Il est clair que l’Eglise catholique ne sortira de cette stratégie restauratrice qu’à la faveur d’une refonte complète de son système, de son fonctionnement et de son architecture doctrinale et théologique. Il ne s’agit pas d’une simple réforme à opérer, comme le concile Vatican II l’a fait dans les années 1960, il s’agit bien d’une remise à plat complète d’un système et d’un fonctionnement qui font la preuve de leur faillite tous les jours.


Joel : La réforme idéale de l’Eglise, cela ressemblerait à quoi ?


Christian Terras : Un des premiers points quant à la réforme de l’Eglise est de sortir d’un système de monarchie absolue de droit divin dans lequel l’Eglise fonctionne depuis des siècles.

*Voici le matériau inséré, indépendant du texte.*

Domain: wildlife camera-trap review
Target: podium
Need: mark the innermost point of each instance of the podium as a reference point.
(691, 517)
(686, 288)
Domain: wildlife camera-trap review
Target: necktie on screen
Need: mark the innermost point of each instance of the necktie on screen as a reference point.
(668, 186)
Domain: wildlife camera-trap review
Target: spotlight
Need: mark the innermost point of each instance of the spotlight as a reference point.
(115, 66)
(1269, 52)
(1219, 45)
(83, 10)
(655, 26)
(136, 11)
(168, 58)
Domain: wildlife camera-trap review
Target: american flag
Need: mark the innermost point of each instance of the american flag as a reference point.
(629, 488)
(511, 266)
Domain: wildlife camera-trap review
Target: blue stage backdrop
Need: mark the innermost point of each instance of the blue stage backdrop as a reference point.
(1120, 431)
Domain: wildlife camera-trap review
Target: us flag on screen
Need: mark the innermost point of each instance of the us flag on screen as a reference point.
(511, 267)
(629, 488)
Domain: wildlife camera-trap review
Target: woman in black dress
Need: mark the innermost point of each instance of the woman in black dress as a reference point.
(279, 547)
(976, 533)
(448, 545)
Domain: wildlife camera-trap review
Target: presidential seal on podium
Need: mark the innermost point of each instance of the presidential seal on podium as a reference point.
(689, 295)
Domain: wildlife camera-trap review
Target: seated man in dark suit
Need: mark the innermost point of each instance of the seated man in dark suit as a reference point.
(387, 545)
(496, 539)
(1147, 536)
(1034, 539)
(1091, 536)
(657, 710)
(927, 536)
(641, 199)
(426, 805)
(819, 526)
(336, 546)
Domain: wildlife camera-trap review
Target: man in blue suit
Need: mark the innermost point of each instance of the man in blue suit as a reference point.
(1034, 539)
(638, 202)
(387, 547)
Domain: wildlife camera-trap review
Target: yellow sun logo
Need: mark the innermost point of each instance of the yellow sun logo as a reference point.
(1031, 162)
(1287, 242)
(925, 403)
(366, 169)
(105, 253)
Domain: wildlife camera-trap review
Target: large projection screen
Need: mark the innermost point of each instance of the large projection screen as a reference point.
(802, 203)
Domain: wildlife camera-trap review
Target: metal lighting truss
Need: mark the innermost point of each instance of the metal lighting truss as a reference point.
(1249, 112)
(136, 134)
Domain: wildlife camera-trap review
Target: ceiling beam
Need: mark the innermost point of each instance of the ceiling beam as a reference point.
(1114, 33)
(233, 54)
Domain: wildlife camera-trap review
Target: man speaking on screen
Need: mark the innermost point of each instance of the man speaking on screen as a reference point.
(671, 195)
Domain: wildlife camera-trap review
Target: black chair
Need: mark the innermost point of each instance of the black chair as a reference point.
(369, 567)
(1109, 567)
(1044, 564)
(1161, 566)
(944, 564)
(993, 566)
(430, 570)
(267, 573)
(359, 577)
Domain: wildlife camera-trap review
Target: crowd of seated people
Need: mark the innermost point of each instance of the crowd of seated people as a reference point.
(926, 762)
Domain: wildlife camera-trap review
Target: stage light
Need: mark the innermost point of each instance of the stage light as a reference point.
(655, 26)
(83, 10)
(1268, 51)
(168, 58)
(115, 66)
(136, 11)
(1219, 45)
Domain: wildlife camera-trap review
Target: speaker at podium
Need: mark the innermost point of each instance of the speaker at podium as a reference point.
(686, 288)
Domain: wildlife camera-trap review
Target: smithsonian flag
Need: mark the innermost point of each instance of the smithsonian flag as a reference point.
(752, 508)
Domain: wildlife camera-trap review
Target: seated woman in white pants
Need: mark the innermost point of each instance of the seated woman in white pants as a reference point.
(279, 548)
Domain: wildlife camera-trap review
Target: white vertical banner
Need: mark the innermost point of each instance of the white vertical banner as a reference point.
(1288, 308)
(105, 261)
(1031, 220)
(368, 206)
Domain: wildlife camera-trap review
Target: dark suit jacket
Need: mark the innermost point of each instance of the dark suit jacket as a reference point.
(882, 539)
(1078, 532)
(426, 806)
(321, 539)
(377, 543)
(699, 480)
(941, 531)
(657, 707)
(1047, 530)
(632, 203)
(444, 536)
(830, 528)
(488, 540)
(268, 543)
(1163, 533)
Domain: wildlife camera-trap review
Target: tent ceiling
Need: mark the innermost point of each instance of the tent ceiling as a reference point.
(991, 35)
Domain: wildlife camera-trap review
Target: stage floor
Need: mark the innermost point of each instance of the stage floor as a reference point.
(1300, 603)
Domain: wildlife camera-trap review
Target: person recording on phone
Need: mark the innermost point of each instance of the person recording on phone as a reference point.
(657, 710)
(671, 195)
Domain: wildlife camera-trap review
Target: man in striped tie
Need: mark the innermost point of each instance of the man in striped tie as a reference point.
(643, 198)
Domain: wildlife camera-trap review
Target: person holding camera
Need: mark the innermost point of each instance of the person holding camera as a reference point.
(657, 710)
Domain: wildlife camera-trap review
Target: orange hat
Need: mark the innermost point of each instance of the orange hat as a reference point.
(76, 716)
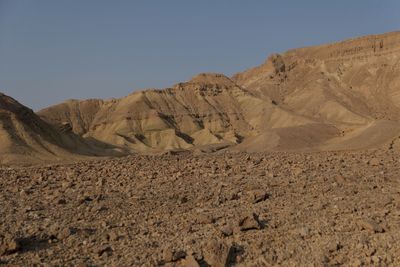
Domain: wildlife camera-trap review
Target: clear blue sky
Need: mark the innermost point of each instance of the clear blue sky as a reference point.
(52, 50)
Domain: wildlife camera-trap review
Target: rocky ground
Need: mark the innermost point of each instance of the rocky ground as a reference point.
(271, 209)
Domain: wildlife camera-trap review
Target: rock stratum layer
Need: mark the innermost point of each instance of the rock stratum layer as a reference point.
(344, 95)
(25, 138)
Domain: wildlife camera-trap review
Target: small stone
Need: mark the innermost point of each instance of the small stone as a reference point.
(190, 261)
(216, 253)
(179, 254)
(374, 162)
(227, 230)
(371, 226)
(249, 223)
(9, 245)
(106, 250)
(258, 195)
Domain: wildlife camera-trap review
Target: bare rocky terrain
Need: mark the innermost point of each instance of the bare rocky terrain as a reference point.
(222, 209)
(290, 163)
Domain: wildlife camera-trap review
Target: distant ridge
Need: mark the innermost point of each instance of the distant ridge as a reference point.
(344, 95)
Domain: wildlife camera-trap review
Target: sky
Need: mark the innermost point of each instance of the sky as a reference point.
(53, 50)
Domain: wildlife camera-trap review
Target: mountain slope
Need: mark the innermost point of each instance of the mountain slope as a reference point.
(207, 110)
(25, 138)
(344, 95)
(350, 84)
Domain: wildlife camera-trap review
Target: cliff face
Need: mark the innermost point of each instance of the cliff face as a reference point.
(350, 82)
(335, 96)
(208, 109)
(26, 138)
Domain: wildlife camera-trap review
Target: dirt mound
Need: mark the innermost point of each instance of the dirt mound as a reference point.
(233, 209)
(342, 87)
(25, 138)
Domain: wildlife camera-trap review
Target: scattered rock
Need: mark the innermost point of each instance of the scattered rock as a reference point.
(190, 261)
(9, 245)
(256, 196)
(227, 230)
(249, 222)
(216, 253)
(371, 226)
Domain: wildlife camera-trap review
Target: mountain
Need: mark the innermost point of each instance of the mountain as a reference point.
(25, 138)
(353, 85)
(344, 95)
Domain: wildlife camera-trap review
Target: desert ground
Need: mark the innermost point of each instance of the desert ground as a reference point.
(290, 163)
(221, 209)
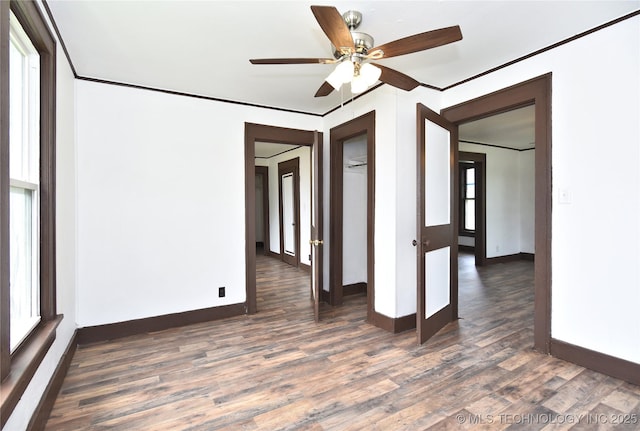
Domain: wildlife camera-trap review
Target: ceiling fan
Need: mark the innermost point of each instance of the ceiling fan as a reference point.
(354, 52)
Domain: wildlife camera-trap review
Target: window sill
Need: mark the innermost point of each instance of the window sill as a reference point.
(24, 365)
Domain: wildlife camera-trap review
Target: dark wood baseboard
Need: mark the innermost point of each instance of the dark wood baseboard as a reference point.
(354, 289)
(304, 267)
(43, 409)
(394, 325)
(510, 258)
(272, 254)
(111, 331)
(600, 362)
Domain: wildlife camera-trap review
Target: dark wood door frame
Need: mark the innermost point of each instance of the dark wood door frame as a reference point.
(535, 92)
(364, 124)
(252, 134)
(290, 166)
(263, 171)
(480, 163)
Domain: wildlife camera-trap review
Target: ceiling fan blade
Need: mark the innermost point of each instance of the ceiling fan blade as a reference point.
(334, 27)
(418, 42)
(292, 61)
(397, 79)
(324, 90)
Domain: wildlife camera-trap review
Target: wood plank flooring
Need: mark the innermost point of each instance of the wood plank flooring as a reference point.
(278, 369)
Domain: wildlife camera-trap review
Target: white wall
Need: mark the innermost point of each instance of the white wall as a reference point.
(66, 252)
(510, 199)
(354, 224)
(596, 160)
(161, 201)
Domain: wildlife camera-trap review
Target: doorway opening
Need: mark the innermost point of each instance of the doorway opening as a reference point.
(279, 144)
(536, 93)
(289, 209)
(472, 205)
(352, 175)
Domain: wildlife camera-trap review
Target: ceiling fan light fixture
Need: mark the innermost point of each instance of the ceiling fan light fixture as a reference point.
(358, 85)
(342, 74)
(370, 73)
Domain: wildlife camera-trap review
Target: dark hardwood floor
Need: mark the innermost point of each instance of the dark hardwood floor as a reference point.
(278, 369)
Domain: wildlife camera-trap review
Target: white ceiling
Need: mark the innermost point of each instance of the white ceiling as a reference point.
(513, 129)
(266, 150)
(203, 47)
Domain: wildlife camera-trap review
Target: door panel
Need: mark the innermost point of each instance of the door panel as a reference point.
(436, 248)
(289, 197)
(288, 215)
(436, 280)
(316, 223)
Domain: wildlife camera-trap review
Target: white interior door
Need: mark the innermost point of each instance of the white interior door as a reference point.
(288, 214)
(437, 251)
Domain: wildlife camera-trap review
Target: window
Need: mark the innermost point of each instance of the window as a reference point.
(24, 85)
(27, 197)
(468, 199)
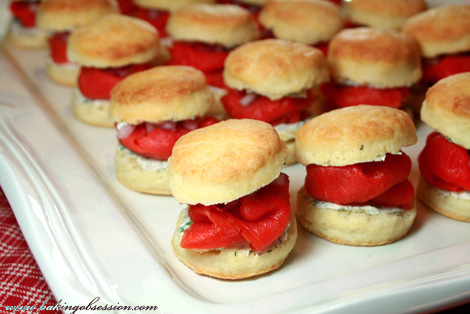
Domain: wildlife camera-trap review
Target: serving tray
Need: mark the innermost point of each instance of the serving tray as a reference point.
(92, 237)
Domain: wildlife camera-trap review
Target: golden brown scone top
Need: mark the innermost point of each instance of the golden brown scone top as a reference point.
(306, 21)
(389, 14)
(441, 30)
(168, 5)
(275, 68)
(227, 25)
(64, 15)
(447, 108)
(376, 57)
(112, 41)
(165, 93)
(352, 135)
(225, 161)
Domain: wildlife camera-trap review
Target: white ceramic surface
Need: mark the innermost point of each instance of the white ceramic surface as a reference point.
(93, 237)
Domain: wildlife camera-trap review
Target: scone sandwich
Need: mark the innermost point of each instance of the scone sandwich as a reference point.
(444, 163)
(390, 14)
(271, 80)
(443, 34)
(152, 110)
(371, 66)
(356, 190)
(59, 18)
(108, 50)
(311, 22)
(157, 12)
(204, 34)
(22, 31)
(238, 221)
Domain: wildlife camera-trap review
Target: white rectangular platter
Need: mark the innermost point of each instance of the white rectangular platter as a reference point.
(93, 237)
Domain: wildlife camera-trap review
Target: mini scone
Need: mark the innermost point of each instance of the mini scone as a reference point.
(22, 31)
(271, 80)
(59, 18)
(238, 221)
(443, 34)
(152, 109)
(444, 163)
(311, 22)
(204, 34)
(356, 190)
(108, 50)
(390, 14)
(157, 12)
(371, 66)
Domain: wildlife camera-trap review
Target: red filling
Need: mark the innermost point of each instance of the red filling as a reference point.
(441, 67)
(157, 140)
(444, 164)
(25, 12)
(58, 47)
(127, 7)
(97, 83)
(257, 220)
(204, 57)
(284, 110)
(382, 183)
(346, 96)
(157, 18)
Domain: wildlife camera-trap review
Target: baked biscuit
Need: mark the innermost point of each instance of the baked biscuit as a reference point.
(250, 156)
(139, 173)
(374, 57)
(64, 15)
(113, 41)
(221, 164)
(447, 108)
(390, 14)
(355, 134)
(441, 30)
(305, 21)
(25, 37)
(165, 93)
(226, 25)
(358, 225)
(233, 263)
(275, 68)
(449, 204)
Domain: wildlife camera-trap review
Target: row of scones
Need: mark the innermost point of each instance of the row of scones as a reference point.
(211, 102)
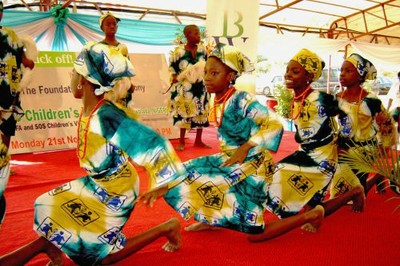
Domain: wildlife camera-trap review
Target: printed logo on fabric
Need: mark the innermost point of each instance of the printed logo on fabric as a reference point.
(212, 196)
(80, 212)
(342, 186)
(300, 183)
(60, 189)
(54, 232)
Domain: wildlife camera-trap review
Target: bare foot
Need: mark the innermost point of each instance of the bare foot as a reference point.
(180, 147)
(315, 217)
(149, 198)
(174, 235)
(199, 227)
(358, 199)
(55, 254)
(202, 145)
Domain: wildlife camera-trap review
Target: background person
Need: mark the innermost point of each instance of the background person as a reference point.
(12, 62)
(189, 100)
(362, 119)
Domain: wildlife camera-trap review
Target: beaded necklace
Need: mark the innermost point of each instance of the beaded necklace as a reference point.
(359, 98)
(98, 104)
(223, 99)
(296, 98)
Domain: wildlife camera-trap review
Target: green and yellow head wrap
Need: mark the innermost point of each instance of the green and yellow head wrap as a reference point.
(311, 62)
(233, 58)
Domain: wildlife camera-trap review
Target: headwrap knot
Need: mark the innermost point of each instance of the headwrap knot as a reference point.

La culture démocratique doit prochainement transpirer dans toutes les structures de l’institution catholique, que ce soit au niveau du sommet, des institutions intermédiaires ou de la base. Il n’est pas normal, en effet, que le peuple de Dieu, qui représente plus d’un milliard de fidèles, n’ait jamais voix au chapitre dans les décisions qui sont prises dans cette institution, et qu’il ne soit entendu que sur des bases consultatives, et non opérationnelles et décisives.


Deuxième point : décléricaliser le système catholique en proposant une autre conception de l’appel au ministère, plus communautaire et au sein d’un engagement plus humain. Bref, repenser autrement le ministère ordonné lui-même, en levant notamment la loi du célibat ecclésiastique, permettrait une refonte en profondeur de l’Eglise catholique, même si cette mesure ne suffirait pas en elle-même.

Troisième point : il faudrait pour l’Eglise, aussi, dans le contexte de notre XXIe siècle, repenser radicalement sa proposition de foi dans le cadre d’une architecture théologique et éthique qui tournerait le dos à son architecture actuelle dogma-disciplinaire.


Kévin : Une réforme de l’Eglise ne risquerait-elle pas de diviser davantage les fidèles, et de ternir davantage son image ?

Nicolas : Si on réforme trop l’Eglise ne va-t-on pas faire peur aux fidèles et les abandonner aux évangélistes et autres mouvements ?


Christian Terras : Je crois que c’est le contraire : ne pas réformer l’Eglise catholique aujourd’hui, c’est consommer une coupure de plus en plus forte entre le pape et les responsables de l’Eglise et leur base. Retarder cette réforme fait que l’Eglise catholique risque d’entrer dans une logique de sectarisation en devenant le refuge de catholiques intégristes, minoritaires certes, mais très agissants en termes de groupe de pression. Et la question qui se pose alors aujourd’hui est de savoir jusqu’où les choses pourront ensuite être rattrapées si l’on continue dans cette politique de restauration identitaire conservatrice.


La condamnation de la théologie de la libération en Amérique latine par ce même pape alors qu’il était à la congrégation pour la doctrine de la foi dans les années 1980 a provoqué un désastre à la base de l’Eglise, puisque des millions de catholiques sont partis vers les Eglises évangélistes, voire des sectes chrétiennes synchrétistes.


Cet exemple pour montrer qu’envisager une réforme en profondeur de l’Eglise, loin de diviser les fidèles, serait au contraire une chance pour l’Eglise de retrouver sa crédibilité et de retisser des liens aujourd’hui distendus avec le peuple de Dieu qui ne se reconnaît plus dans ce type d’Eglise.


juliette : D’accord, mais qui peut mener une telle réforme ?


Christian Terras : Pour qu’une réforme de ce type ait lieu dans l’Eglise catholique, il faut une opinion publique à l’intérieur de l’Eglise qui fasse davantage entendre sa voix quant au chemin à prendre pour réaliser une telle perspective.


Mais dans le système catholique, cette opinion publique active, dynamique, créatrice devra rencontrer à moyen terme un successeur à Benoît XVI qui sera à l’écoute de telles perspectives. Sinon, l’Eglise catholique manquera un tournant fondamental à la fois dans son existence, qui sera mise à mal, et dans la transmission du message évangélique, qui sera alors instrumentalisée par un système qui n’aura de chrétien que le nom.